HOUSTON -- For your viewing pleasure, a video of last night's brawl in Jacksonville between the Suns and Birmingham Barons. It's a good one. Suns manager Andy Barkett turned in a top performance, going into a baseball-throwing tizzy after being ejected by umpires.

Check it out for yourself:

July 25, 2014

Casey McGehee dealing with first "slump"; Salty stinks as DH

HOUSTON -- Players generally aren't grilled after they've gone three games without a hit. Three-game drought? No big deal. It's not uncommon and happens to the best of them.

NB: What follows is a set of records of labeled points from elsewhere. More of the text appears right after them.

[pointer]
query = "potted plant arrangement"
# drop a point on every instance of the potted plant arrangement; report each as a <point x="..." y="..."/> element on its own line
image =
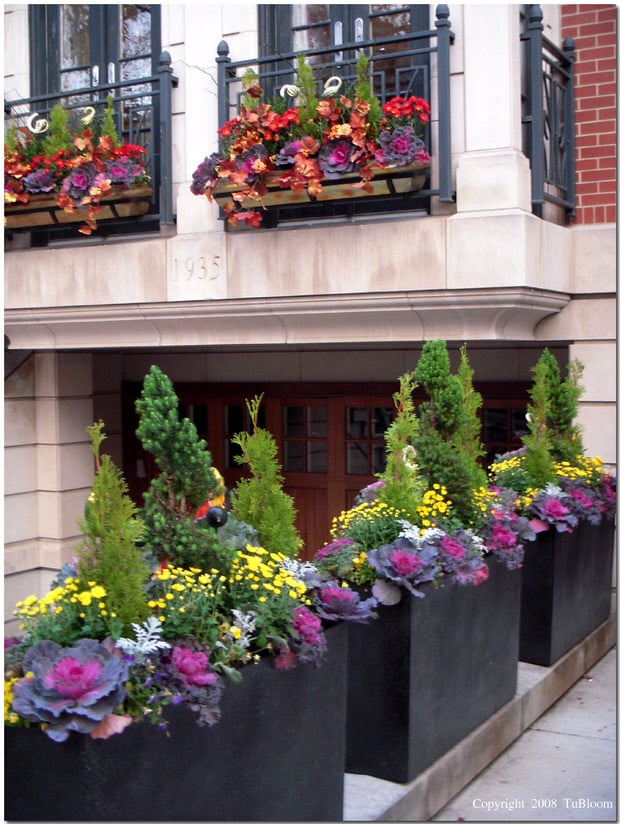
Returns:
<point x="341" y="145"/>
<point x="179" y="668"/>
<point x="570" y="502"/>
<point x="53" y="176"/>
<point x="441" y="553"/>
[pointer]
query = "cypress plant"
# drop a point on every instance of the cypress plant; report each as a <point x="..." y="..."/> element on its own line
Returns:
<point x="260" y="500"/>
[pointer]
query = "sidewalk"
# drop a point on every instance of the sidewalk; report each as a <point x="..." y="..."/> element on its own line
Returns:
<point x="532" y="747"/>
<point x="563" y="768"/>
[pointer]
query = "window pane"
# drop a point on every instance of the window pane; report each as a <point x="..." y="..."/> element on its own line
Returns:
<point x="495" y="425"/>
<point x="293" y="456"/>
<point x="357" y="422"/>
<point x="357" y="459"/>
<point x="294" y="421"/>
<point x="317" y="422"/>
<point x="378" y="458"/>
<point x="317" y="456"/>
<point x="381" y="419"/>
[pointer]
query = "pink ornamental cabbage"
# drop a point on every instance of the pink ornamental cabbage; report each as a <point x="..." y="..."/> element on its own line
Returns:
<point x="69" y="689"/>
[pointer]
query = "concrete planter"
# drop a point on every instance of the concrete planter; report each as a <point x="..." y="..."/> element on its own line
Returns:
<point x="428" y="672"/>
<point x="566" y="590"/>
<point x="277" y="754"/>
<point x="42" y="211"/>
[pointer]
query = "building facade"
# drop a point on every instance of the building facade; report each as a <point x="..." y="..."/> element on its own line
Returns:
<point x="321" y="310"/>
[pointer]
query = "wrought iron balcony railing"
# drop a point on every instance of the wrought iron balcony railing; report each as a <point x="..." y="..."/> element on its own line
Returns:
<point x="400" y="65"/>
<point x="548" y="117"/>
<point x="142" y="114"/>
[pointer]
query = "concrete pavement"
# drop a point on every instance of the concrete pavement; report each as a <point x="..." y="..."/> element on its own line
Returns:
<point x="555" y="740"/>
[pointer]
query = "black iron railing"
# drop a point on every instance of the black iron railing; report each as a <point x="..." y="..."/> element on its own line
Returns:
<point x="413" y="50"/>
<point x="549" y="116"/>
<point x="143" y="117"/>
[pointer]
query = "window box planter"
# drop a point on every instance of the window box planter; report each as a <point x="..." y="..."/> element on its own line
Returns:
<point x="42" y="211"/>
<point x="566" y="593"/>
<point x="276" y="754"/>
<point x="394" y="181"/>
<point x="429" y="671"/>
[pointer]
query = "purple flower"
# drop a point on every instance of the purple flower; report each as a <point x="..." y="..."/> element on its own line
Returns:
<point x="286" y="155"/>
<point x="123" y="171"/>
<point x="404" y="563"/>
<point x="336" y="158"/>
<point x="191" y="667"/>
<point x="336" y="603"/>
<point x="206" y="173"/>
<point x="39" y="181"/>
<point x="399" y="147"/>
<point x="79" y="181"/>
<point x="70" y="688"/>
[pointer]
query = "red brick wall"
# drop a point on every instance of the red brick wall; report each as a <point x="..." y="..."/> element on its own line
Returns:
<point x="593" y="28"/>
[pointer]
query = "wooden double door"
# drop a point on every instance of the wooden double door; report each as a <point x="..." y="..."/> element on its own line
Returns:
<point x="330" y="438"/>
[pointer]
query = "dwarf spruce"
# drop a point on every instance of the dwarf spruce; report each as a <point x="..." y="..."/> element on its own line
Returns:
<point x="184" y="483"/>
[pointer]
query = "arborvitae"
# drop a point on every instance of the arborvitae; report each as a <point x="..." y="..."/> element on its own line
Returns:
<point x="260" y="500"/>
<point x="441" y="422"/>
<point x="403" y="488"/>
<point x="109" y="553"/>
<point x="553" y="433"/>
<point x="108" y="128"/>
<point x="184" y="483"/>
<point x="468" y="437"/>
<point x="59" y="134"/>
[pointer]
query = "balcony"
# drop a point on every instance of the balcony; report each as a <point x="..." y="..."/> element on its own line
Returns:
<point x="142" y="117"/>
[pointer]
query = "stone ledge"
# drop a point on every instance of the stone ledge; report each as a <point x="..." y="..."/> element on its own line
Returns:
<point x="373" y="799"/>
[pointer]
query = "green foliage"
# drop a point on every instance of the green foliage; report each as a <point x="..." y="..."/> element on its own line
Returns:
<point x="108" y="127"/>
<point x="443" y="426"/>
<point x="109" y="553"/>
<point x="308" y="100"/>
<point x="363" y="90"/>
<point x="468" y="438"/>
<point x="403" y="487"/>
<point x="260" y="500"/>
<point x="59" y="136"/>
<point x="553" y="434"/>
<point x="185" y="481"/>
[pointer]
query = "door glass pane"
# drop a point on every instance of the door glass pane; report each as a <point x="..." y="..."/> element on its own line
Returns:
<point x="317" y="421"/>
<point x="357" y="459"/>
<point x="317" y="456"/>
<point x="74" y="46"/>
<point x="357" y="422"/>
<point x="378" y="458"/>
<point x="294" y="421"/>
<point x="293" y="456"/>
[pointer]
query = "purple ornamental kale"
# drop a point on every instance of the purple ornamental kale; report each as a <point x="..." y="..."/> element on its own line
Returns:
<point x="205" y="173"/>
<point x="39" y="181"/>
<point x="69" y="688"/>
<point x="404" y="564"/>
<point x="123" y="170"/>
<point x="336" y="603"/>
<point x="400" y="146"/>
<point x="336" y="158"/>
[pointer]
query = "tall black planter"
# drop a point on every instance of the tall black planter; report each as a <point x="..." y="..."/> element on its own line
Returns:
<point x="428" y="672"/>
<point x="566" y="590"/>
<point x="276" y="754"/>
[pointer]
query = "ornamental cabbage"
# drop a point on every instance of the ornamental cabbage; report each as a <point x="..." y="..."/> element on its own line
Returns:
<point x="69" y="688"/>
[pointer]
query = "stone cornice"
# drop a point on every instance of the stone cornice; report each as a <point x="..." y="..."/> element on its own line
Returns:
<point x="469" y="314"/>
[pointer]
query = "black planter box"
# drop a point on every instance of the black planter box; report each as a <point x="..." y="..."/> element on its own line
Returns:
<point x="566" y="591"/>
<point x="276" y="754"/>
<point x="428" y="672"/>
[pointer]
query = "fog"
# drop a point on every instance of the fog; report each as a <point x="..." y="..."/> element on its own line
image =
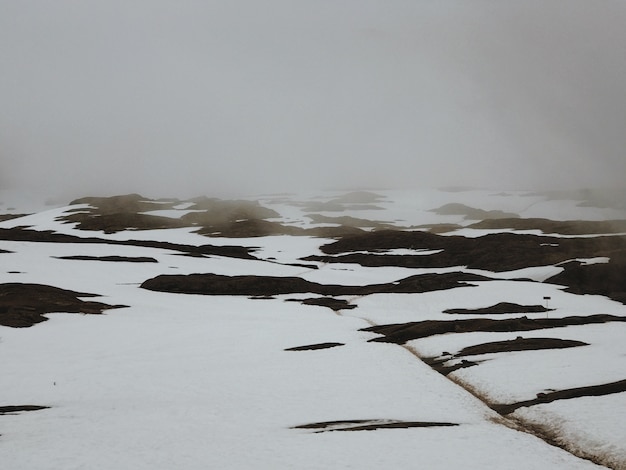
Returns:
<point x="242" y="96"/>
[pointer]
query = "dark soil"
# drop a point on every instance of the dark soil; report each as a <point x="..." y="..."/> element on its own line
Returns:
<point x="126" y="259"/>
<point x="369" y="425"/>
<point x="607" y="279"/>
<point x="116" y="222"/>
<point x="4" y="217"/>
<point x="440" y="364"/>
<point x="400" y="333"/>
<point x="501" y="308"/>
<point x="23" y="234"/>
<point x="519" y="344"/>
<point x="23" y="305"/>
<point x="590" y="391"/>
<point x="348" y="221"/>
<point x="12" y="409"/>
<point x="567" y="227"/>
<point x="359" y="197"/>
<point x="471" y="213"/>
<point x="330" y="302"/>
<point x="215" y="284"/>
<point x="311" y="347"/>
<point x="495" y="252"/>
<point x="264" y="228"/>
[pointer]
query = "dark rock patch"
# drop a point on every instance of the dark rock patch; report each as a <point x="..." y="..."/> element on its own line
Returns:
<point x="117" y="213"/>
<point x="126" y="259"/>
<point x="218" y="211"/>
<point x="494" y="252"/>
<point x="23" y="305"/>
<point x="359" y="197"/>
<point x="471" y="213"/>
<point x="500" y="308"/>
<point x="519" y="344"/>
<point x="312" y="347"/>
<point x="440" y="365"/>
<point x="4" y="217"/>
<point x="347" y="221"/>
<point x="330" y="302"/>
<point x="127" y="203"/>
<point x="13" y="409"/>
<point x="566" y="227"/>
<point x="215" y="284"/>
<point x="607" y="279"/>
<point x="601" y="198"/>
<point x="400" y="333"/>
<point x="369" y="425"/>
<point x="589" y="391"/>
<point x="263" y="228"/>
<point x="112" y="223"/>
<point x="23" y="234"/>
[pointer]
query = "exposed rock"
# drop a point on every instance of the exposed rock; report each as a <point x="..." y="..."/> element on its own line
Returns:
<point x="23" y="305"/>
<point x="369" y="425"/>
<point x="215" y="284"/>
<point x="126" y="259"/>
<point x="312" y="347"/>
<point x="471" y="213"/>
<point x="589" y="391"/>
<point x="500" y="308"/>
<point x="400" y="333"/>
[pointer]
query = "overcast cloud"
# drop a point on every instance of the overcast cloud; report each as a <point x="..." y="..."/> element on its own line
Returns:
<point x="204" y="97"/>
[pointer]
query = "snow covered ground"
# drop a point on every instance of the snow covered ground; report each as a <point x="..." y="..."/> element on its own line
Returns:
<point x="205" y="381"/>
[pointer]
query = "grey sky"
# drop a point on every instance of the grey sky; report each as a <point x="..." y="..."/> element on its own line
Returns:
<point x="188" y="97"/>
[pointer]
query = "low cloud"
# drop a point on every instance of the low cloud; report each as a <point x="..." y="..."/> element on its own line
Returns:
<point x="184" y="98"/>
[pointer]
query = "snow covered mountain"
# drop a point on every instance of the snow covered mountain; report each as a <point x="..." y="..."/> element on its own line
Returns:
<point x="430" y="329"/>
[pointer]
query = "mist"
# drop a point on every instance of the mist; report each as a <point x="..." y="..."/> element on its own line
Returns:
<point x="211" y="97"/>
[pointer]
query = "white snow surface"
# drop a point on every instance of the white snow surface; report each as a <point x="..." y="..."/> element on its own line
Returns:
<point x="199" y="382"/>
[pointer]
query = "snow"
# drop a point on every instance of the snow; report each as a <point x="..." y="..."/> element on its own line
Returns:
<point x="196" y="382"/>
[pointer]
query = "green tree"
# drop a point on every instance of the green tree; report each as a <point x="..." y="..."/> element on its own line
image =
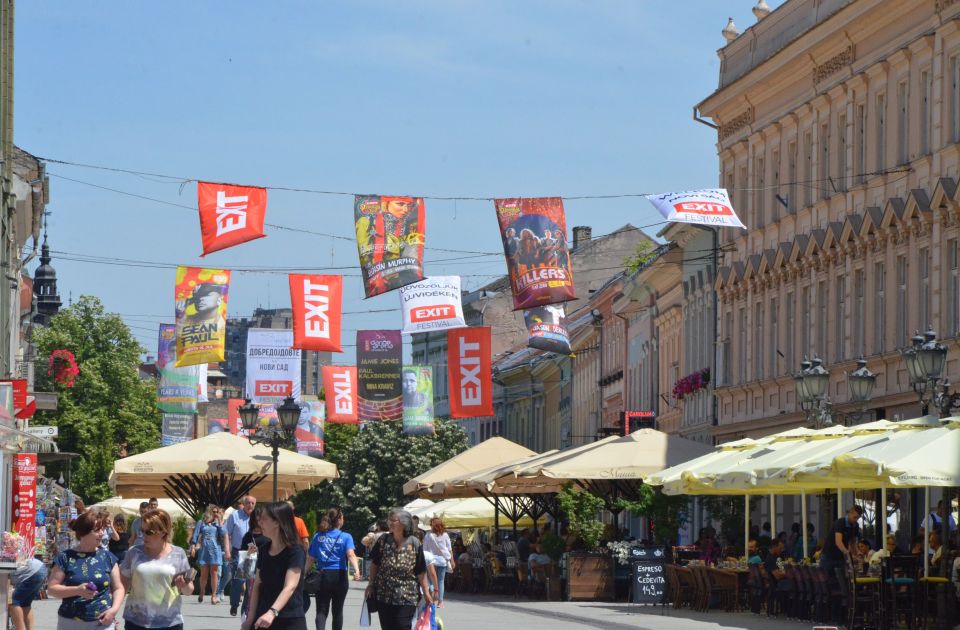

But Casey McGehee opened up about his first such "slump" as the Marlins prepared to open a weekend interleague series against the Houston Astros.

"It's going to happen," said McGehee of his mini drought, which covered the final three games of the Marlins' series in Atlanta. "I'm a little frustrated the last couple of days because I feel like I haven't been swinging the bat like I've wanted to. But I think maybe I was just a little overanxious."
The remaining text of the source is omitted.